Back Under Attack
Wow, time does fly. It’s been 2 1/2 years since I’ve written in this blog, and a lot has changed in those 2 1/2 years.
Let’s start with what hasn’t changed…I still have MS. And I’ve gravitated back here for the same reason I started this in the first place. I’m having an attack.
I had an appointment scheduled for last week to touch base with my neurologist. I hadn’t had a checkup in a long, long time because of my pregnancies (yes, that’s plural), and we were long overdue to discuss my treatment options and check in on the disease. Before the appointment, I started to realize that I was having some problems. Everything looked OK on blood tests, and my opthamologist even checked me out. But things went from bad to worse. My blurred vision (not MS-related, just the typically growing older thing) was now double vision. There was an article in the most recent Inside MS magazine about vision issues, and there was double vision, prominently displayed right after optic neuritis.
Then I realized how much the room kept swaying around me…or me around it. At first I thought it was ordinary dizziness of a mother of two small children who spends way too much time in front of the computer, but it was more than that. As I read one of my MS books, the term vertigo stuck out at me. Vertigo refers to the sensation of movement, and that certainly applied to me. One evening, my husband and I were watching TV in bed, and the TV started to move downward. And it just kept getting worse.
So at the neurologist’s office, I was told what I already knew, that I was in the middle of an MS attack. So the IV steroids started again, bringing immediate relief to the vertigo. Unfortunately, now that I’m using the steroid pills to wean down, the vertigo is coming back. Hope this is just a short-term thing. I don’t know how people cope with vertigo for any period of time! My mom struggled with it when she was having some ear issues, and whoa, I have new appreciation for what she was going through.
I had to get back in the MRI tube. That’s huge for me, since I’m a claustrophobe. It was better this time. I had it done at the same place, but they had a new machine which wasn’t as completely dreadfully obnoxious as the previous one. This one was just dreadfully obnoxious. The folks knew exactly how to handle me, and I’m so grateful for their compassion. When the tech told me she could get through the whole set in 17 minutes and 51 seconds, even with dye, I was delighted. (Well, as delighted as I could be, given the fact they were about to stick me in that tube…)

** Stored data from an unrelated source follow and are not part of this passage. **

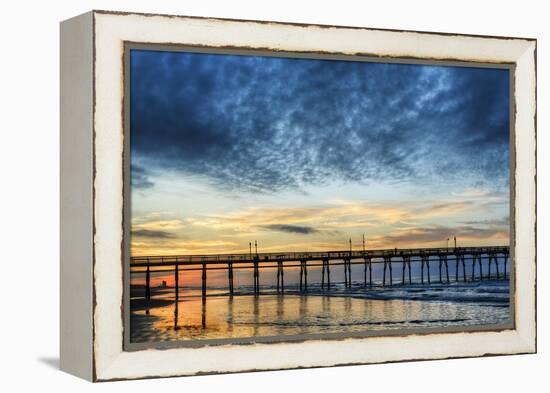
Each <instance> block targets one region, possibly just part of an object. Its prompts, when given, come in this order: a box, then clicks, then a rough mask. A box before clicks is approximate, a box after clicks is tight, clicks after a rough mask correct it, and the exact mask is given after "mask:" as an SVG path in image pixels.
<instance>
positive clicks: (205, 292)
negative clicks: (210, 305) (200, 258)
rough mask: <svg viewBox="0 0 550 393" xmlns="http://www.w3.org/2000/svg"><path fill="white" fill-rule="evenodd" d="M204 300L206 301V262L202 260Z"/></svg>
mask: <svg viewBox="0 0 550 393" xmlns="http://www.w3.org/2000/svg"><path fill="white" fill-rule="evenodd" d="M202 300H203V302H205V301H206V262H205V261H203V262H202Z"/></svg>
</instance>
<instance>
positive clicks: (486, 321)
mask: <svg viewBox="0 0 550 393" xmlns="http://www.w3.org/2000/svg"><path fill="white" fill-rule="evenodd" d="M127 56H128V59H127V64H128V69H127V70H126V72H127V75H129V78H128V79H127V87H126V88H127V94H126V99H128V100H129V102H128V105H127V108H128V113H127V119H128V122H127V123H128V124H127V129H126V135H127V138H128V152H127V153H128V160H127V161H128V163H127V164H128V172H127V173H128V174H129V190H128V194H127V200H126V203H128V204H129V206H130V208H129V217H126V224H125V225H126V228H125V229H126V231H127V242H128V243H127V244H128V250H129V257H128V259H127V261H126V263H127V288H126V289H127V296H128V298H129V302H127V305H128V307H129V310H127V314H128V315H129V319H128V323H129V327H128V329H127V330H128V334H129V341H130V343H142V344H151V345H154V344H156V343H164V342H173V343H183V344H185V343H189V342H204V343H207V342H209V340H229V341H232V342H233V341H234V342H239V340H241V341H242V340H261V339H268V340H283V341H284V340H291V339H293V338H304V337H305V338H307V337H346V336H353V335H369V334H378V335H379V334H388V335H391V334H404V333H405V334H406V333H407V332H419V331H420V332H437V331H449V330H451V331H471V330H479V329H499V328H506V327H511V326H512V309H513V307H512V304H511V292H512V291H513V285H511V274H512V272H513V261H511V260H510V248H509V246H510V191H509V190H510V169H509V168H510V143H509V141H510V116H511V111H510V106H511V102H510V100H511V98H510V97H511V95H510V82H509V81H510V78H511V75H510V73H511V70H510V69H509V68H506V67H501V66H498V65H493V66H490V65H473V64H419V63H416V64H414V63H411V62H389V61H380V60H377V61H373V60H369V59H357V58H346V59H326V58H325V59H323V58H317V59H315V58H296V57H292V56H290V55H289V56H283V55H277V56H273V55H266V54H254V53H243V54H238V53H217V54H216V53H204V52H199V51H193V50H181V51H180V50H174V49H170V48H137V49H136V48H134V49H130V50H129V51H128V52H127ZM512 278H513V274H512ZM512 282H513V279H512Z"/></svg>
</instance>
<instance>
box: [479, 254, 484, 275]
mask: <svg viewBox="0 0 550 393" xmlns="http://www.w3.org/2000/svg"><path fill="white" fill-rule="evenodd" d="M478 260H479V280H480V281H483V257H482V255H481V254H479V258H478Z"/></svg>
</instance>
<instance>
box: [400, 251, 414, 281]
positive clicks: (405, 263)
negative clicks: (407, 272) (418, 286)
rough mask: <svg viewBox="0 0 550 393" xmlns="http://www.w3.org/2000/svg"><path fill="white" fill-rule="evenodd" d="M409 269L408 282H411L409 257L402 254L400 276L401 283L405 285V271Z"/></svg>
mask: <svg viewBox="0 0 550 393" xmlns="http://www.w3.org/2000/svg"><path fill="white" fill-rule="evenodd" d="M407 268H408V269H409V284H412V276H411V257H410V256H408V255H404V256H403V272H402V277H401V284H402V285H405V271H406V270H407Z"/></svg>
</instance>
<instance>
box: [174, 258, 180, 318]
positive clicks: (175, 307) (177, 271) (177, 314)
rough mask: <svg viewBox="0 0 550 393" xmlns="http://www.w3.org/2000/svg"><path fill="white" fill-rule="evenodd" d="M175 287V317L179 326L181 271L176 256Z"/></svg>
mask: <svg viewBox="0 0 550 393" xmlns="http://www.w3.org/2000/svg"><path fill="white" fill-rule="evenodd" d="M174 289H175V298H176V302H175V304H174V305H175V307H174V317H175V319H176V326H177V319H178V307H179V300H180V271H179V265H178V258H176V265H175V266H174Z"/></svg>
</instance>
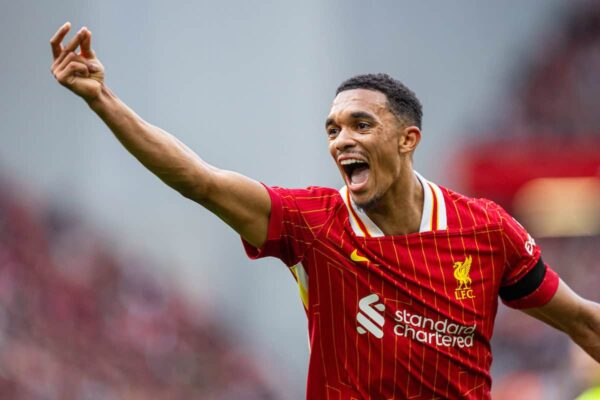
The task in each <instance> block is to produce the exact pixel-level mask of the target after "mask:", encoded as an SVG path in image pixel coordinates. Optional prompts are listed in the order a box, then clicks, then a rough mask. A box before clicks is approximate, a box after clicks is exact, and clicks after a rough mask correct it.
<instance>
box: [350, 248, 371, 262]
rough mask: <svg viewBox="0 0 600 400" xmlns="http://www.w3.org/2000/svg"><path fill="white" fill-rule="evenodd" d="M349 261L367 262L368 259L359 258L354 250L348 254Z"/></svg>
mask: <svg viewBox="0 0 600 400" xmlns="http://www.w3.org/2000/svg"><path fill="white" fill-rule="evenodd" d="M350 259H351V260H352V261H356V262H369V259H368V258H367V257H363V256H359V255H358V250H356V249H354V251H353V252H352V254H350Z"/></svg>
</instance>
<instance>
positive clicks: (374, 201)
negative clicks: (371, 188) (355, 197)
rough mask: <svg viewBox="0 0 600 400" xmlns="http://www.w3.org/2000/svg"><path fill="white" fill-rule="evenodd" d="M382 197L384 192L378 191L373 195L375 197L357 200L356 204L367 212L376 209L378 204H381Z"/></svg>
mask: <svg viewBox="0 0 600 400" xmlns="http://www.w3.org/2000/svg"><path fill="white" fill-rule="evenodd" d="M382 197H383V195H382V194H380V193H376V194H375V195H373V197H371V198H370V199H369V200H367V201H366V202H364V203H357V202H356V201H355V202H354V204H356V207H358V209H359V210H361V211H363V212H365V213H366V212H367V211H373V210H374V209H376V208H377V206H378V205H379V202H380V201H381V198H382Z"/></svg>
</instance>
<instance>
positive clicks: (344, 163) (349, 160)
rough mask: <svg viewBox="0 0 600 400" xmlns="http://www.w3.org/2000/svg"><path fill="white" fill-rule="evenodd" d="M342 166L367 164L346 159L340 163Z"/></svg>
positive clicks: (357, 161) (354, 160)
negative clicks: (357, 164) (356, 164)
mask: <svg viewBox="0 0 600 400" xmlns="http://www.w3.org/2000/svg"><path fill="white" fill-rule="evenodd" d="M340 164H342V165H350V164H366V162H365V161H362V160H357V159H354V158H351V159H346V160H342V161H340Z"/></svg>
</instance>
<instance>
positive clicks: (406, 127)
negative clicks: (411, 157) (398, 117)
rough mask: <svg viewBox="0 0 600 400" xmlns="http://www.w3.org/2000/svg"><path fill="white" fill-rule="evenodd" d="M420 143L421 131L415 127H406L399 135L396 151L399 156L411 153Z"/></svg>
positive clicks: (418, 128)
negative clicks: (396, 148)
mask: <svg viewBox="0 0 600 400" xmlns="http://www.w3.org/2000/svg"><path fill="white" fill-rule="evenodd" d="M420 141H421V130H420V129H419V128H418V127H416V126H407V127H405V128H404V129H403V130H402V132H401V133H400V140H399V141H398V151H399V152H400V153H401V154H406V153H412V152H414V151H415V149H416V148H417V146H418V145H419V142H420Z"/></svg>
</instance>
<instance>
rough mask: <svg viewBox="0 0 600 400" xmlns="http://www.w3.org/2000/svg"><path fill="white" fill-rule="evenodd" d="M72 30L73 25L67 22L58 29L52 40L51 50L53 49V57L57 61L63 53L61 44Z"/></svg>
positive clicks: (61, 44)
mask: <svg viewBox="0 0 600 400" xmlns="http://www.w3.org/2000/svg"><path fill="white" fill-rule="evenodd" d="M70 29H71V23H70V22H65V23H64V24H63V26H61V27H60V28H58V30H57V31H56V33H55V34H54V36H52V39H50V48H51V49H52V56H53V57H54V59H55V60H56V59H57V58H58V56H60V54H61V53H62V50H63V48H62V44H61V42H62V41H63V39H64V38H65V35H66V34H67V33H68V32H69V30H70Z"/></svg>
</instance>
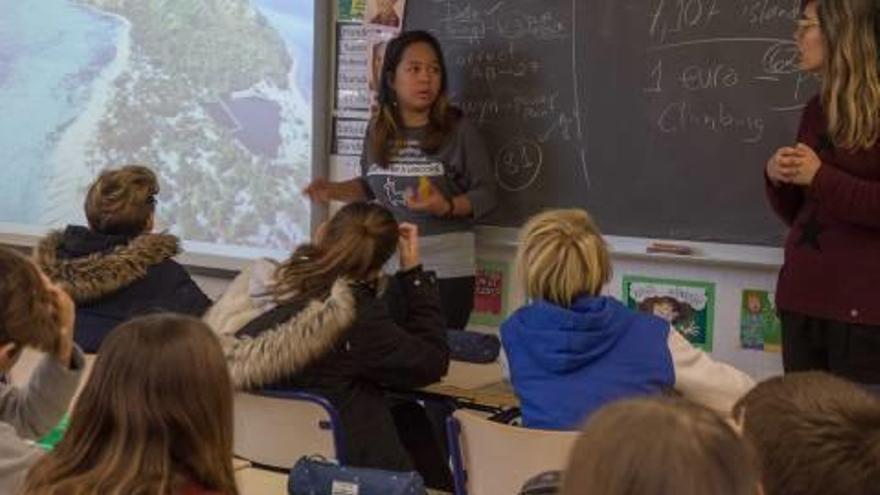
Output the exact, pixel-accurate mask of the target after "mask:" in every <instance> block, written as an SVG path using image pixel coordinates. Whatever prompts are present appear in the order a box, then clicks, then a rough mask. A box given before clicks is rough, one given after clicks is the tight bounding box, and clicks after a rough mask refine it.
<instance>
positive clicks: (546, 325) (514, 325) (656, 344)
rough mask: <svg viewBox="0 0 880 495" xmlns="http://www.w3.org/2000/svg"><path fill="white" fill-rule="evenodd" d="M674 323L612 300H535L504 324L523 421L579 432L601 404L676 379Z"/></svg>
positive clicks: (674, 382)
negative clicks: (555, 300) (556, 303)
mask: <svg viewBox="0 0 880 495" xmlns="http://www.w3.org/2000/svg"><path fill="white" fill-rule="evenodd" d="M668 337H669V323H667V322H666V321H664V320H662V319H660V318H657V317H655V316H651V315H646V314H642V313H637V312H635V311H633V310H631V309H629V308H627V307H626V306H624V305H623V304H621V303H620V302H619V301H617V300H616V299H613V298H610V297H604V296H600V297H587V296H584V297H581V298H578V299H576V300H575V301H574V303H573V304H572V306H571V307H570V308H564V307H561V306H557V305H555V304H553V303H549V302H547V301H537V302H534V303H532V304H529V305H527V306H524V307H522V308H520V309H519V310H517V311H516V312H515V313H514V314H512V315H511V316H510V317H509V318H508V319H507V320H506V321H505V322H504V323H503V324H502V325H501V340H502V343H503V345H504V350H505V352H506V354H507V359H508V362H509V365H510V379H511V382H512V383H513V388H514V390H515V391H516V395H517V396H518V397H519V400H520V404H521V408H522V417H523V423H524V425H525V426H527V427H530V428H544V429H554V430H570V429H577V428H579V427H580V426H581V424H582V423H583V422H584V421H585V420H586V418H587V417H588V416H589V415H590V414H591V413H592V412H593V411H595V410H597V409H599V408H600V407H602V406H603V405H604V404H606V403H608V402H611V401H614V400H616V399H621V398H625V397H630V396H634V395H644V394H652V393H658V392H661V391H663V390H665V389H670V388H672V387H673V385H674V384H675V372H674V370H673V363H672V356H671V354H670V351H669V344H668V341H667V339H668Z"/></svg>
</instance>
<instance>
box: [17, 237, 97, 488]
mask: <svg viewBox="0 0 880 495" xmlns="http://www.w3.org/2000/svg"><path fill="white" fill-rule="evenodd" d="M74 314H75V313H74V308H73V301H71V300H70V297H69V296H68V295H67V294H65V293H64V291H62V290H61V289H60V288H58V286H56V285H54V284H53V283H52V282H50V281H49V279H48V278H46V277H45V276H44V275H43V274H42V273H40V271H39V270H38V269H37V267H36V266H35V265H34V264H33V263H32V262H31V261H29V260H28V259H26V258H25V257H24V256H21V255H20V254H18V253H15V252H13V251H10V250H8V249H4V248H0V373H7V372H9V370H10V369H11V368H13V367H14V366H15V363H16V360H17V359H18V357H19V356H20V355H21V354H20V352H21V350H22V348H24V347H33V348H35V349H38V350H41V351H43V352H45V353H46V355H45V356H44V357H43V358H42V360H41V361H40V363H39V365H37V367H36V368H35V369H34V371H33V374H32V375H31V377H30V380H29V381H28V384H27V386H26V387H25V388H23V389H19V388H16V387H14V386H12V385H9V384H7V383H4V382H0V493H17V490H18V488H20V486H21V482H22V480H24V475H25V473H26V471H27V468H28V467H30V465H31V464H33V463H34V462H35V461H36V460H37V459H39V457H40V455H41V451H40V450H39V449H38V448H37V447H35V446H34V445H33V444H29V443H26V442H25V441H24V440H23V439H30V440H35V439H38V438H40V437H42V436H43V435H45V434H46V433H48V432H49V430H51V429H52V427H53V426H55V425H56V424H57V423H58V421H59V420H61V418H62V416H63V415H64V413H65V412H66V411H67V408H68V406H69V404H70V400H71V399H72V398H73V395H74V394H75V393H76V388H77V386H78V385H79V381H80V378H81V377H82V370H83V366H84V358H83V356H82V352H81V351H79V350H78V349H76V347H75V346H74V345H73V324H74V323H73V322H74Z"/></svg>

Tomorrow night is my office’s annual night-out at the Durham Bulls. Hubby and I are planning to go, but now I’m worried about it since it’s so hot outside and I’m in the middle of an attack. With 100 degree heat on the forecast for later this week, I’m pessimistic on how I’m going to feel this weekend, when we’re christening our younger son. This is supposed to be a fun and happy week. Instead, I’m wondering whether I’m going to be able to hold it together for the sake of my family. I’ve already asked hubby to stay home from church two weeks in a row because the vertigo was bothering me too much. I don’t have a choice this upcoming week.
At least I’ll have some answers. I’m meeting with my neurologist on Wednesday to discuss the MRI and decide on next steps. Right now, I’m hoping he tells me that the disease hasn’t progressed too badly, and that we can still focus on efforts on drugs like Avonex or Copaxone. I think I’m going to try Copaxone this time, instead of Avonex. It means a lot more shots (daily vs. weekly), but the flu-like side effects of Avonex dragged me down so much for so long. And with two young children, I want to avoid that if at all possible. I’m already frustrated with how this damned disease is limiting my ability to parent my children how I want to, and I get choked up when I think about the treatment making that even more difficult.